If you want (roughly!!) newChild is the ocaml object while obj' is the
gdome "object".
> > To sum up, we have two "functions" (the constructor and as_node)
> > to map "this" of the pre-method level to objects at the OO-level.
> > A method M at the OO level is the composition of a constructor
> > with the pre-method M' with the as_node method.
>
> Ok, how is this mapping performed in the constructor? Using a per-document
> this-to-OO hash table or something?
Not at all. Simply, the constructor stores the "this" in a field of
the object. (Roughly: in Ocaml you don't have to store fields because
you have closures...) So, every time you call a method of the object,
the method implementation retrieves the "this" and calls the
pre-methods on the this and the arguments.

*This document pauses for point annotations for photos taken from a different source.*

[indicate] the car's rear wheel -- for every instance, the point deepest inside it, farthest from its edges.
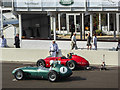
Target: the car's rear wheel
(52, 76)
(40, 62)
(19, 75)
(71, 65)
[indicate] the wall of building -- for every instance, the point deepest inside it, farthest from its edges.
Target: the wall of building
(36, 25)
(32, 55)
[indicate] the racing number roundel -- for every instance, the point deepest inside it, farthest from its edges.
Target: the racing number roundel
(63, 70)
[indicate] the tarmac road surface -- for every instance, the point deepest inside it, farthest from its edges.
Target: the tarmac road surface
(79, 79)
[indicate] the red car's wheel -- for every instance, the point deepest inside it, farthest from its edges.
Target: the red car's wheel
(40, 62)
(71, 64)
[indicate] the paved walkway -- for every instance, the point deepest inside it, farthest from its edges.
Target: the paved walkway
(65, 45)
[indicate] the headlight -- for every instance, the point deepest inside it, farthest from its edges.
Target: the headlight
(63, 70)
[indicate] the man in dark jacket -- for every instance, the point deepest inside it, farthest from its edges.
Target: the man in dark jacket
(72, 29)
(17, 41)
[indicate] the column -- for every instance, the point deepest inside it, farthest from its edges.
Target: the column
(20, 29)
(117, 22)
(54, 27)
(108, 17)
(114, 26)
(75, 23)
(100, 21)
(59, 22)
(91, 24)
(1, 22)
(83, 30)
(51, 22)
(67, 23)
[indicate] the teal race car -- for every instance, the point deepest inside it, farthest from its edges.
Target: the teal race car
(54, 73)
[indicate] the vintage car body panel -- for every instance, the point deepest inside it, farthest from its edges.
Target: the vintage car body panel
(42, 72)
(81, 62)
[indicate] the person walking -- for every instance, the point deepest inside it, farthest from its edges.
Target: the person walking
(73, 42)
(17, 41)
(95, 41)
(118, 46)
(72, 29)
(3, 42)
(54, 49)
(89, 41)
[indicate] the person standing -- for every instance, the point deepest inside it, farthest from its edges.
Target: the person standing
(54, 49)
(89, 41)
(95, 41)
(72, 29)
(118, 46)
(73, 42)
(17, 41)
(3, 42)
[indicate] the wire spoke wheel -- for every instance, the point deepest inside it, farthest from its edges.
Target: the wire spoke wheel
(52, 76)
(40, 62)
(71, 65)
(19, 75)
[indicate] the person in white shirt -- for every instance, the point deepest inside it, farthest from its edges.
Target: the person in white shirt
(95, 41)
(3, 42)
(73, 42)
(54, 49)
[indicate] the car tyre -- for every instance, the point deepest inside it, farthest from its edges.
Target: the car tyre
(19, 75)
(52, 76)
(40, 62)
(71, 65)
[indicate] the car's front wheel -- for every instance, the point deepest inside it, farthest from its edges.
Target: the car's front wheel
(40, 62)
(52, 76)
(19, 75)
(71, 64)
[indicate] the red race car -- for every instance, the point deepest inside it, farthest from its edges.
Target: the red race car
(72, 61)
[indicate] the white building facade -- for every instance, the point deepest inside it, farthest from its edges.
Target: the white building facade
(45, 19)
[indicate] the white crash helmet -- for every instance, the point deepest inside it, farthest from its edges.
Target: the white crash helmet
(51, 62)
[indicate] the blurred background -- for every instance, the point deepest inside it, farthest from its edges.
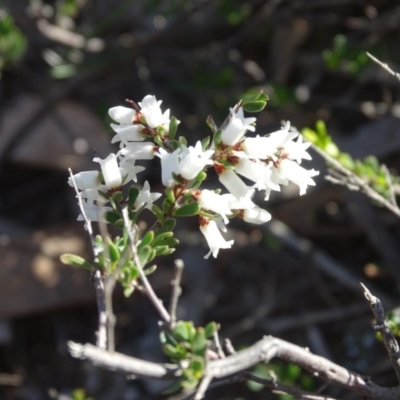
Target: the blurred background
(64, 63)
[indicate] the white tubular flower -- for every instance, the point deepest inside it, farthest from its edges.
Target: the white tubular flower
(293, 172)
(129, 170)
(93, 212)
(213, 236)
(123, 115)
(169, 165)
(146, 198)
(234, 184)
(186, 162)
(110, 169)
(297, 150)
(256, 215)
(85, 180)
(127, 133)
(93, 194)
(151, 111)
(138, 151)
(211, 201)
(192, 161)
(237, 127)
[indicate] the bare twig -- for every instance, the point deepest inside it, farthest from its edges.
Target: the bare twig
(262, 351)
(204, 384)
(281, 388)
(353, 181)
(103, 321)
(217, 344)
(122, 363)
(382, 326)
(384, 66)
(319, 258)
(390, 185)
(176, 291)
(146, 284)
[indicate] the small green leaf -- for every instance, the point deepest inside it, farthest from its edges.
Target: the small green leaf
(128, 290)
(169, 192)
(112, 217)
(210, 329)
(171, 242)
(147, 239)
(184, 331)
(199, 342)
(255, 106)
(197, 365)
(144, 255)
(150, 270)
(182, 140)
(205, 143)
(168, 225)
(166, 206)
(133, 195)
(113, 252)
(117, 196)
(157, 211)
(72, 259)
(187, 210)
(173, 127)
(162, 236)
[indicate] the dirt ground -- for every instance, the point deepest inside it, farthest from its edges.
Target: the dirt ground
(63, 64)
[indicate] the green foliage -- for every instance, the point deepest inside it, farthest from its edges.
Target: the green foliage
(344, 57)
(13, 43)
(254, 101)
(288, 374)
(80, 394)
(393, 318)
(76, 261)
(187, 343)
(368, 169)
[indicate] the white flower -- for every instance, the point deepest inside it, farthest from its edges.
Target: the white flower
(138, 151)
(93, 212)
(214, 237)
(146, 198)
(237, 127)
(151, 110)
(169, 165)
(256, 215)
(123, 115)
(127, 133)
(110, 169)
(234, 184)
(186, 162)
(293, 172)
(211, 201)
(129, 170)
(192, 161)
(85, 180)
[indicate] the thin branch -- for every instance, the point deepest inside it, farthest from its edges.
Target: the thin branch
(384, 66)
(146, 284)
(281, 388)
(176, 291)
(204, 384)
(382, 326)
(103, 321)
(122, 363)
(355, 181)
(262, 351)
(389, 182)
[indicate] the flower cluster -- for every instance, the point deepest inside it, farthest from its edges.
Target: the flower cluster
(145, 132)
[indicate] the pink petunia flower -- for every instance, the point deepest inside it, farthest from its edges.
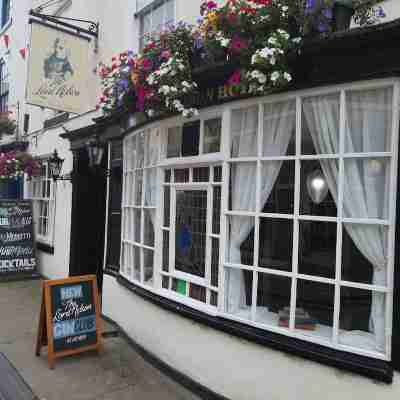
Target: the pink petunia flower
(235, 78)
(238, 44)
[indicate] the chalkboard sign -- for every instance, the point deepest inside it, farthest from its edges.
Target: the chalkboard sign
(69, 318)
(17, 245)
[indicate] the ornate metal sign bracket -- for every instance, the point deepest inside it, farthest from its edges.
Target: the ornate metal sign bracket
(91, 30)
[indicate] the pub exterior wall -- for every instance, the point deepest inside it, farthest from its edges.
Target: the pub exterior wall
(229, 366)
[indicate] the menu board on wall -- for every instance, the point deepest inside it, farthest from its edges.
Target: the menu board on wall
(70, 317)
(17, 245)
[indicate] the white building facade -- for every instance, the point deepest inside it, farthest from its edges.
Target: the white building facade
(194, 318)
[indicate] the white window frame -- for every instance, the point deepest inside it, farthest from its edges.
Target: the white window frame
(224, 158)
(40, 190)
(148, 10)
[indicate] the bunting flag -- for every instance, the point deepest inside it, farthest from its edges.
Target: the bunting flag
(6, 40)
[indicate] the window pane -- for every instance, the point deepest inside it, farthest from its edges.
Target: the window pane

> First I wanted to write that I don't understand this paragraph, but having
> read it for the third time or so
;-))
> it becomes somewhat clear. You are in
> fact using a global or per-document hash to map the C pointers to gdome
> objects in OCaml. Well then prepare for the great programming language
> shootout :-)
;-)
> > Of course, this approach is probably not feasible for other languages.
>
> Ha! Ruby has hash tables, and so has Perl, and even C++! We could do the
> very same thing in these other languages :-)
Of course. My remark was just that to complete the binding I have no
need at all for the hash table, because of the "trick" of the
OO-objects remembering the "this" without need of any hash-table.

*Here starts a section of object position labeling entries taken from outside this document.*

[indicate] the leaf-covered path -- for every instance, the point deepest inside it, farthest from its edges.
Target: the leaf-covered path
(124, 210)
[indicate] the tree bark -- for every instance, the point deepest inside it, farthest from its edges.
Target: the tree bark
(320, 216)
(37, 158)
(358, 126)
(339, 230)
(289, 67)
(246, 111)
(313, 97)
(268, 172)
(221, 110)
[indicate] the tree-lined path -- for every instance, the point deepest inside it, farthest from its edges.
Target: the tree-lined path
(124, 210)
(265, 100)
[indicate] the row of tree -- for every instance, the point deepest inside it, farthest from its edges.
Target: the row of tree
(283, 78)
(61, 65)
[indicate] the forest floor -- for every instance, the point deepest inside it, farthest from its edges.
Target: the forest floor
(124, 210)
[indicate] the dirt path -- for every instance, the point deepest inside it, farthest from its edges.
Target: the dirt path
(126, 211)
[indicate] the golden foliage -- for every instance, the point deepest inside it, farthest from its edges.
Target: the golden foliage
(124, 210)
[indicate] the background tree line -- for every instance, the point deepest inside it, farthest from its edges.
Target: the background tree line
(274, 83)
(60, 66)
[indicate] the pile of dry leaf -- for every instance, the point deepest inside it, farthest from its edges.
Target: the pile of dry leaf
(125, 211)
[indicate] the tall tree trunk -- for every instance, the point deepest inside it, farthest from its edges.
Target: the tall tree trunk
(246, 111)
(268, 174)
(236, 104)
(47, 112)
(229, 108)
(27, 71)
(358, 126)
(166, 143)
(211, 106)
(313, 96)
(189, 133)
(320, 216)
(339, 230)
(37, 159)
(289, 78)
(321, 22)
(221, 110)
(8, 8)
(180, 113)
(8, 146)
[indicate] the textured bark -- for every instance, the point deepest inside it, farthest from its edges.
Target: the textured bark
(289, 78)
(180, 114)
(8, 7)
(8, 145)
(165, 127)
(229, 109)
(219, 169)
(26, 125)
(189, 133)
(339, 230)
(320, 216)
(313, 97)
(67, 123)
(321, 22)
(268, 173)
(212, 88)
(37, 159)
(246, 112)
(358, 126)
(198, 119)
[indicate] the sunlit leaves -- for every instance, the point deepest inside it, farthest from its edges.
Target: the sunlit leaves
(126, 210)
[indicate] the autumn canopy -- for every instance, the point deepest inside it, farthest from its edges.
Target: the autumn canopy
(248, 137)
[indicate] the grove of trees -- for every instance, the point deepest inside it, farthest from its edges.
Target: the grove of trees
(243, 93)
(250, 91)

So I have not really implemented the hash-table stuff, but it can be
implemented if someone needs this (e.g. for subclassing Ocaml objects).

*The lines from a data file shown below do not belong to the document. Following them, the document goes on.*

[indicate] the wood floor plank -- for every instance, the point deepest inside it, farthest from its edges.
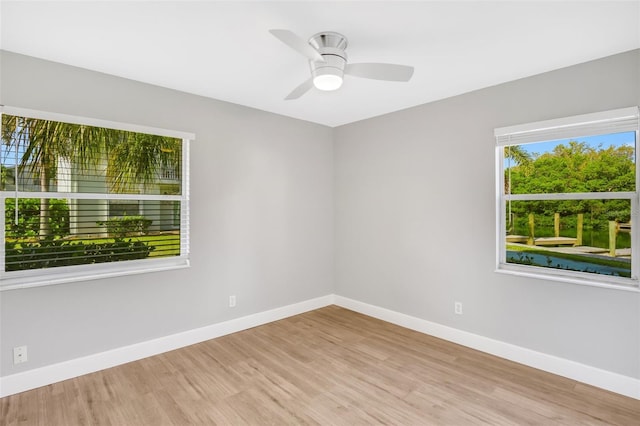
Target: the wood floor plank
(330, 366)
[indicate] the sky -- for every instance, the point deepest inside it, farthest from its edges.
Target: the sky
(605, 141)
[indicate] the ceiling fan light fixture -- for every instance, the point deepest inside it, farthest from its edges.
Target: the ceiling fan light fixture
(327, 79)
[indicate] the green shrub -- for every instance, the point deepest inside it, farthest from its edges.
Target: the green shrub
(126, 225)
(52, 253)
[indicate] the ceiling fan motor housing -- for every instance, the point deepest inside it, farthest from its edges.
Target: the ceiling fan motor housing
(332, 47)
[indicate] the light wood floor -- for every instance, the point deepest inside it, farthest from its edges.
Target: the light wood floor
(330, 367)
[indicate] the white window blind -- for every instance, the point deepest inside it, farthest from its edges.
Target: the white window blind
(615, 121)
(85, 198)
(567, 199)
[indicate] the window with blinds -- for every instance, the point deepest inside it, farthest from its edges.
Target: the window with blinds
(567, 199)
(85, 198)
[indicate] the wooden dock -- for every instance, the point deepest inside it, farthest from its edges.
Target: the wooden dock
(555, 241)
(543, 241)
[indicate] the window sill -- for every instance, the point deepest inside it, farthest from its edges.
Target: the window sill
(623, 284)
(44, 277)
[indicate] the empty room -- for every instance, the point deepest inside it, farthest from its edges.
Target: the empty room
(320, 213)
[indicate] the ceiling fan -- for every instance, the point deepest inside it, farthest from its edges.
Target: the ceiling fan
(328, 62)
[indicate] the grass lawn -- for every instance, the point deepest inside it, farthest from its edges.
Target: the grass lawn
(165, 244)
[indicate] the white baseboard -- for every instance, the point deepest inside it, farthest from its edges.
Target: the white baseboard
(43, 376)
(604, 379)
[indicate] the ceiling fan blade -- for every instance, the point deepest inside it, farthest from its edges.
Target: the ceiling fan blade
(300, 90)
(297, 44)
(378, 71)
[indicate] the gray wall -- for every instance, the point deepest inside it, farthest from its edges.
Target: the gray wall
(261, 201)
(415, 218)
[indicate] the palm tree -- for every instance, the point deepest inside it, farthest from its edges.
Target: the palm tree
(523, 159)
(132, 158)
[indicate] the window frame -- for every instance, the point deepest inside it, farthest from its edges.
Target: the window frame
(599, 123)
(48, 276)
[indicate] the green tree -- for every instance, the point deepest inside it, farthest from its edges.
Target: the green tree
(132, 158)
(571, 168)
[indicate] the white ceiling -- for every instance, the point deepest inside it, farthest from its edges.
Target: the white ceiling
(223, 50)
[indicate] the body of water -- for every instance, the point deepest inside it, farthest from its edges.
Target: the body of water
(590, 237)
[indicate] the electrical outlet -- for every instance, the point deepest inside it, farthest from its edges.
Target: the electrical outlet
(19, 354)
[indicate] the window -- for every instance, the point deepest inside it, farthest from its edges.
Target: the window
(567, 199)
(85, 198)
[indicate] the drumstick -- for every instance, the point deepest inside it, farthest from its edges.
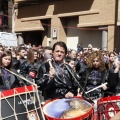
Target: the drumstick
(21, 77)
(96, 87)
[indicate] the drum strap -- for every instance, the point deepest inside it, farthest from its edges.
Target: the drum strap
(79, 85)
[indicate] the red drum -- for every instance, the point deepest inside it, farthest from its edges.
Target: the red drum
(20, 104)
(53, 109)
(108, 107)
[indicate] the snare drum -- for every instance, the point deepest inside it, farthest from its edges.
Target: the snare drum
(20, 104)
(54, 108)
(108, 107)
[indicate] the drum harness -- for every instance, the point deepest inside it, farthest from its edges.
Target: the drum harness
(43, 117)
(90, 100)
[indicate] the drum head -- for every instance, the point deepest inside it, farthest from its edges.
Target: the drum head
(55, 108)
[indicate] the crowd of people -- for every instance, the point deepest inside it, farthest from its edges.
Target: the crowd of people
(59, 72)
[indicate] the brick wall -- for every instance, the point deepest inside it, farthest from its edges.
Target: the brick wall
(90, 13)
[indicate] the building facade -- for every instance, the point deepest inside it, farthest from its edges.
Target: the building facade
(44, 22)
(6, 15)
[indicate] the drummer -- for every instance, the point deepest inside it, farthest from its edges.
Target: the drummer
(95, 75)
(56, 79)
(7, 80)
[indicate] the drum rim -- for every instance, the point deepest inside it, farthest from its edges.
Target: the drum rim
(82, 116)
(107, 99)
(20, 90)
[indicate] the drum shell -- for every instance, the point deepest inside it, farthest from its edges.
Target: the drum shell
(107, 107)
(20, 103)
(87, 116)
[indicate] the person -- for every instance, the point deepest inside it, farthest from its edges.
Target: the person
(56, 80)
(7, 80)
(113, 76)
(27, 68)
(79, 47)
(95, 75)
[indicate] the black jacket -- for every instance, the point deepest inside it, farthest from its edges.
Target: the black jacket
(8, 80)
(62, 82)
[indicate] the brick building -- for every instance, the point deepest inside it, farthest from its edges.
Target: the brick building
(72, 21)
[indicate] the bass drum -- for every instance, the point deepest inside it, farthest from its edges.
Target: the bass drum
(53, 109)
(107, 107)
(20, 104)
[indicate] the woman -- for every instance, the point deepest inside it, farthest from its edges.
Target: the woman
(7, 80)
(95, 74)
(27, 68)
(112, 71)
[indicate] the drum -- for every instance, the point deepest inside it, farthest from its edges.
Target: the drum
(108, 107)
(20, 104)
(54, 109)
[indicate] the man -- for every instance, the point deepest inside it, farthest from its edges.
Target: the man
(56, 79)
(73, 54)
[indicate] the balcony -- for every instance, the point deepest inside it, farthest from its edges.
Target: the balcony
(34, 1)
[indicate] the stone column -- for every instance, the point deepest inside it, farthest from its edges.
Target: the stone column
(20, 39)
(104, 40)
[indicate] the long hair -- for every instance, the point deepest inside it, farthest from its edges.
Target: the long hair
(92, 56)
(4, 54)
(30, 56)
(38, 55)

I don't know if you can do the same easily in other languages
(i.e. I don't know if you will need the hash table just to be able to
complete the binding.)
> It's just much more efficient to simply use the user_data pointer.
As I have said, for now it is already as efficiente as possible in the
"standard" usage model. The hash table stuff is just for real hackers.
And yes, I am sharing the same DOM from different languages. VERY unpolite
of myself ;-))
> Admit:
> I have not thought that people would want to use the same gdome tree from
> two different languages, and then still want to use the user_data
> themselves. Not really polite by these people.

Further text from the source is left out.